Uitspraak
GERECHTSHOF DEN HAAG
Arrest van 18 augustus 2015
R.K. PAROCHIE H. ANTONIUS ABT,
1. [geïntimeerde 1] ,
hierna te noemen: [geïntimeerde 1] ,
2. [geïntimeerde 2] ,
hierna te noemen: [geïntimeerde 2] ,
tezamen te noemen: [geïntimeerden] (meervoud),
geïntimeerden,
Het geding
Beoordeling van het hoger beroep
(2.1) [geïntimeerden] hebben in 1999 van de R.K. Parochie O.L.Vrouw van Lourdes (hierna in rechte opgevolgd door de R.K. Parochie Antonius Abt en sinds 1 januari 2015 na fusie in rechte opgevolgd door de R.K. Parochie Maria Sterre der Zee) de voormalige pastorie aan de [adres] te Den Haag gehuurd (hierna: het gehuurde), met als contractuele bestemming ‘voornamelijk woonhuis en deels kantoor/bedrijfsruimte’ tegen een toenmalige huurprijs van fl. 53.000,-- per jaar [hof: omgerekend en afgerond: € 24.000,-- per jaar en € 2.000,-- per maand], met jaarlijkse CBS-indexering. Deze huurprijs is tot stand gekomen op basis van een door Kimmel & Co in 1994 verrichte taxatie.
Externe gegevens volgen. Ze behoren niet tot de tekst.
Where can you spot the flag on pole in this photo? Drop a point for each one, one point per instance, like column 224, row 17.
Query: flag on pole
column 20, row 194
Thans bedraagt de huurprijs € 2.329,58 per maand.
(2.2) Het op 30 juli 1999 getekende huurcontract heeft als opschrift:
“Huurovereenkomst kantoorruimte/woonhuis en andere bedrijfsruimte,nietex artikel 7A:1624 BW”Hierbij zijn van toepassing verklaard de algemene bepalingen huurovereenkomst kantoorruimte en andere bedrijfsruimte niet ex artikel 7A:1624 BW’ (hierna: de algemene bepalingen).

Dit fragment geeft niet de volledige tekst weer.